There is no magic peace button for outside parties to press. Figures such as Indian Prime Minister Narendra Modi calling for “dialogue and diplomacy,” or Brazilian President Lula da Silva promising to “bring both of them to the table,” offer no plan to get Russia to stop.
“Peace plans,” with proponents ranging from the government of China to wealthy tech investors, may describe hypothetically plausible end-states, but handwave the difficult part of getting the combatants to accept it.
Russia and Ukraine are the ones in the war, and no one else can end it. They’ll keep fighting as long as they have incompatible goals—Russia wants to control at least part of Ukraine; Ukraine wants independence and all its land back—and neither knows what they can force the other to accept. In that way, combat is part of negotiation, with battlefield results reshaping combatants’ demands.

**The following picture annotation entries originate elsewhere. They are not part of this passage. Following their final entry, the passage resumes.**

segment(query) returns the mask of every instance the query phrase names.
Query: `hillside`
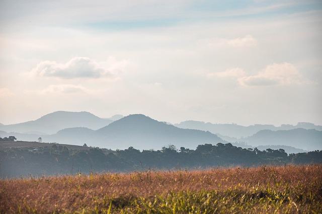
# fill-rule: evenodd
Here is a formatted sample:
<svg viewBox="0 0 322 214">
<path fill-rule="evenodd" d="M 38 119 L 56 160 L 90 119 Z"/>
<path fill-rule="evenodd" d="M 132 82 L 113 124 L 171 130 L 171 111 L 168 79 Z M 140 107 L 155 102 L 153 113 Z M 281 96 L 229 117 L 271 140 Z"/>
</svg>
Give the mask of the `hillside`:
<svg viewBox="0 0 322 214">
<path fill-rule="evenodd" d="M 322 131 L 296 128 L 278 131 L 263 130 L 243 140 L 253 146 L 285 145 L 306 151 L 322 150 Z"/>
<path fill-rule="evenodd" d="M 306 129 L 315 129 L 322 131 L 322 126 L 315 125 L 313 123 L 307 122 L 299 122 L 296 125 L 282 125 L 276 127 L 273 125 L 255 124 L 249 126 L 244 126 L 236 124 L 213 124 L 209 122 L 205 123 L 201 121 L 188 120 L 175 124 L 177 127 L 182 128 L 192 128 L 195 129 L 209 131 L 211 133 L 219 134 L 221 135 L 229 137 L 240 138 L 247 137 L 256 133 L 262 130 L 291 130 L 298 128 Z"/>
<path fill-rule="evenodd" d="M 142 114 L 130 115 L 95 132 L 90 142 L 100 142 L 108 148 L 160 150 L 174 145 L 177 148 L 196 147 L 199 144 L 226 142 L 209 131 L 182 129 L 159 122 Z"/>
<path fill-rule="evenodd" d="M 98 129 L 113 122 L 102 119 L 87 112 L 72 112 L 56 111 L 36 120 L 21 123 L 1 126 L 0 129 L 6 132 L 36 134 L 51 134 L 66 128 L 86 127 Z"/>
</svg>

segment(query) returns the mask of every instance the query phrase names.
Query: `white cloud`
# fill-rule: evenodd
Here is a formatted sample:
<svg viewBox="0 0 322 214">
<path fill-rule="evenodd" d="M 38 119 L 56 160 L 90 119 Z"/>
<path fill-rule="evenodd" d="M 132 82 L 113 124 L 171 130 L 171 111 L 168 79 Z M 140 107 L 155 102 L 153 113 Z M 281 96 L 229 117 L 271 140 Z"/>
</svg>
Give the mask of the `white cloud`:
<svg viewBox="0 0 322 214">
<path fill-rule="evenodd" d="M 220 78 L 237 77 L 244 75 L 245 73 L 239 67 L 229 68 L 224 72 L 209 73 L 207 75 L 207 77 L 216 77 Z"/>
<path fill-rule="evenodd" d="M 238 81 L 244 86 L 288 85 L 305 82 L 295 66 L 287 62 L 270 64 L 257 75 L 244 77 Z"/>
<path fill-rule="evenodd" d="M 118 69 L 117 64 L 111 66 L 113 69 Z M 65 64 L 44 61 L 31 70 L 33 75 L 37 76 L 62 79 L 113 78 L 113 72 L 89 58 L 82 57 L 72 58 Z"/>
<path fill-rule="evenodd" d="M 0 97 L 9 97 L 14 95 L 14 93 L 7 88 L 0 88 Z"/>
<path fill-rule="evenodd" d="M 52 85 L 47 88 L 41 91 L 28 91 L 27 94 L 36 93 L 38 94 L 88 94 L 90 90 L 80 85 L 63 84 Z"/>
<path fill-rule="evenodd" d="M 222 39 L 219 44 L 235 47 L 244 47 L 256 45 L 257 43 L 257 39 L 254 38 L 251 35 L 248 35 L 243 38 L 238 37 L 230 40 Z"/>
</svg>

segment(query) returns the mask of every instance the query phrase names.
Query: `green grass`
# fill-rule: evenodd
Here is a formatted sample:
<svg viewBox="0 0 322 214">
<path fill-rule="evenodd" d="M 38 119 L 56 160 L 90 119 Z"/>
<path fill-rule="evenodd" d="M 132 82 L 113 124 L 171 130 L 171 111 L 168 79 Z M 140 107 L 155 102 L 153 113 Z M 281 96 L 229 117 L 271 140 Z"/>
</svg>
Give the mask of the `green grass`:
<svg viewBox="0 0 322 214">
<path fill-rule="evenodd" d="M 322 166 L 0 181 L 1 213 L 322 213 Z"/>
</svg>

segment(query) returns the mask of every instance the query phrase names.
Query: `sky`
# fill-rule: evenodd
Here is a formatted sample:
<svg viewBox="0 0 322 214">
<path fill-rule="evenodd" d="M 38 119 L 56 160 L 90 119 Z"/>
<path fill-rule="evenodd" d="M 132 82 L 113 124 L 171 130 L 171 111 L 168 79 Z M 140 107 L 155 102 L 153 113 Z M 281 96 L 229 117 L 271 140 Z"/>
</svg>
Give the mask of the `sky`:
<svg viewBox="0 0 322 214">
<path fill-rule="evenodd" d="M 322 2 L 0 0 L 0 123 L 322 125 Z"/>
</svg>

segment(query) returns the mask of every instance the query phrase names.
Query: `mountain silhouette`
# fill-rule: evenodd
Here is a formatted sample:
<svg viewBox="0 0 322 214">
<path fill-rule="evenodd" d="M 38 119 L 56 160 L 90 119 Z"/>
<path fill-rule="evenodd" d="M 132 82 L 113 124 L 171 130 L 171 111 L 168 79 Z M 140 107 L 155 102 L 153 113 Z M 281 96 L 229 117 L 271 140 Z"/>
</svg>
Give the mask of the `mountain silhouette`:
<svg viewBox="0 0 322 214">
<path fill-rule="evenodd" d="M 21 123 L 2 125 L 1 130 L 6 132 L 15 132 L 29 134 L 54 134 L 66 128 L 86 127 L 98 129 L 113 122 L 110 119 L 102 119 L 94 114 L 82 111 L 56 111 L 36 120 Z"/>
<path fill-rule="evenodd" d="M 239 138 L 252 136 L 262 130 L 291 130 L 298 128 L 305 129 L 314 129 L 318 131 L 322 131 L 322 126 L 316 125 L 308 122 L 299 122 L 296 125 L 281 125 L 276 127 L 273 125 L 255 124 L 248 126 L 244 126 L 236 124 L 213 124 L 210 122 L 205 123 L 202 121 L 187 120 L 178 124 L 175 124 L 177 127 L 182 128 L 192 128 L 195 129 L 209 131 L 216 134 L 218 134 L 224 136 Z"/>
<path fill-rule="evenodd" d="M 243 139 L 248 145 L 285 145 L 306 151 L 322 150 L 322 131 L 299 128 L 291 130 L 262 130 Z"/>
<path fill-rule="evenodd" d="M 90 142 L 99 142 L 108 149 L 139 150 L 160 150 L 169 145 L 194 148 L 200 144 L 228 142 L 209 131 L 180 128 L 143 114 L 130 115 L 95 131 Z"/>
</svg>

Ukraine already got Russia to reduce its goal from controlling the whole country via the capital, to the whole Black Sea coast, to the areas it “annexed” with sham referendums last September, to the subset of that behind its current defensive lines. The counteroffensive aims to break through those lines, and force Russia to revise down again.

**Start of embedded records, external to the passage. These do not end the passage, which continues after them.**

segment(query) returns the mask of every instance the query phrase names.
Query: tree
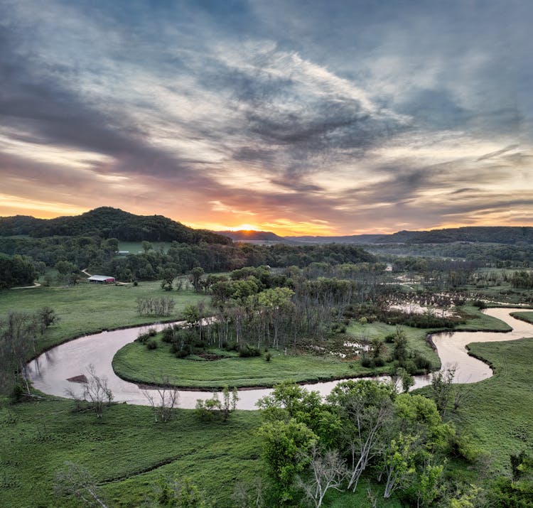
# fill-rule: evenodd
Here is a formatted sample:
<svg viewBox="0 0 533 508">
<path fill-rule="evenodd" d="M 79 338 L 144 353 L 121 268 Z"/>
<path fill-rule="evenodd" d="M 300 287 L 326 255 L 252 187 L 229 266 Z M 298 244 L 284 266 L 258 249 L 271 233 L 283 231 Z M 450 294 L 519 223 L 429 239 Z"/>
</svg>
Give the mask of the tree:
<svg viewBox="0 0 533 508">
<path fill-rule="evenodd" d="M 198 293 L 201 288 L 200 282 L 203 274 L 204 270 L 201 266 L 195 266 L 189 272 L 189 281 L 190 281 L 190 283 L 193 284 L 194 291 L 196 293 Z"/>
<path fill-rule="evenodd" d="M 292 310 L 291 298 L 294 291 L 289 288 L 271 288 L 262 291 L 257 296 L 260 308 L 269 316 L 270 323 L 274 328 L 274 340 L 272 345 L 279 345 L 279 327 L 284 316 L 286 316 Z"/>
<path fill-rule="evenodd" d="M 345 461 L 337 450 L 330 450 L 323 455 L 315 445 L 311 450 L 309 462 L 311 475 L 307 480 L 298 477 L 298 485 L 315 508 L 319 508 L 328 490 L 341 490 L 348 470 Z"/>
<path fill-rule="evenodd" d="M 402 433 L 384 448 L 383 469 L 385 490 L 383 497 L 390 497 L 395 490 L 405 488 L 407 480 L 416 471 L 414 458 L 418 436 L 404 436 Z"/>
<path fill-rule="evenodd" d="M 263 418 L 268 421 L 294 418 L 316 433 L 323 416 L 322 396 L 318 391 L 308 391 L 296 383 L 284 381 L 274 386 L 269 395 L 257 401 Z"/>
<path fill-rule="evenodd" d="M 456 369 L 456 367 L 452 366 L 431 374 L 431 396 L 443 418 L 453 395 L 452 383 Z"/>
<path fill-rule="evenodd" d="M 163 379 L 163 386 L 155 389 L 142 391 L 143 395 L 154 409 L 154 418 L 156 422 L 158 418 L 163 422 L 172 419 L 180 400 L 180 393 L 178 389 L 168 386 L 168 378 Z"/>
<path fill-rule="evenodd" d="M 30 386 L 26 377 L 26 362 L 35 351 L 35 341 L 43 330 L 38 315 L 10 312 L 0 319 L 0 393 L 12 393 L 18 376 L 22 378 L 26 393 Z"/>
<path fill-rule="evenodd" d="M 107 508 L 104 498 L 91 473 L 80 464 L 67 461 L 65 468 L 55 475 L 55 492 L 82 501 L 87 506 Z"/>
<path fill-rule="evenodd" d="M 202 419 L 212 419 L 216 415 L 220 415 L 222 421 L 225 421 L 230 414 L 235 411 L 238 400 L 237 388 L 234 388 L 230 393 L 230 389 L 224 387 L 222 401 L 218 398 L 218 394 L 215 392 L 210 399 L 198 399 L 196 401 L 195 411 Z"/>
<path fill-rule="evenodd" d="M 90 364 L 87 372 L 89 377 L 85 376 L 85 379 L 82 382 L 82 400 L 89 402 L 90 406 L 96 413 L 97 418 L 101 418 L 104 407 L 107 404 L 110 404 L 113 400 L 113 392 L 107 386 L 107 378 L 100 377 L 96 374 L 94 365 Z M 77 394 L 72 390 L 67 390 L 67 394 L 70 397 L 79 400 Z"/>
<path fill-rule="evenodd" d="M 198 486 L 188 477 L 161 477 L 156 488 L 155 499 L 158 507 L 177 508 L 211 508 L 212 504 Z"/>
<path fill-rule="evenodd" d="M 274 482 L 276 497 L 280 503 L 292 500 L 295 477 L 310 462 L 316 434 L 305 423 L 291 418 L 286 422 L 267 421 L 261 426 L 258 435 L 263 441 L 263 459 Z"/>
<path fill-rule="evenodd" d="M 360 379 L 337 384 L 328 396 L 343 421 L 343 439 L 350 453 L 348 488 L 354 492 L 369 462 L 379 452 L 381 431 L 392 417 L 395 388 Z"/>
</svg>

Whether it succeeds or fails, and to what degree, will unfold over months. But the Wagner mutiny improves the counteroffensive’s odds, at least a little, and adds to the ways Ukrainian success on the battlefield would exacerbate divisions within Russia.
The war is in large part a contest of will, and Russia’s just wobbled. With continued support from the U.S. and other partners, Ukraine can last long enough, and impose enough costs, that Russia will, however reluctantly, back off.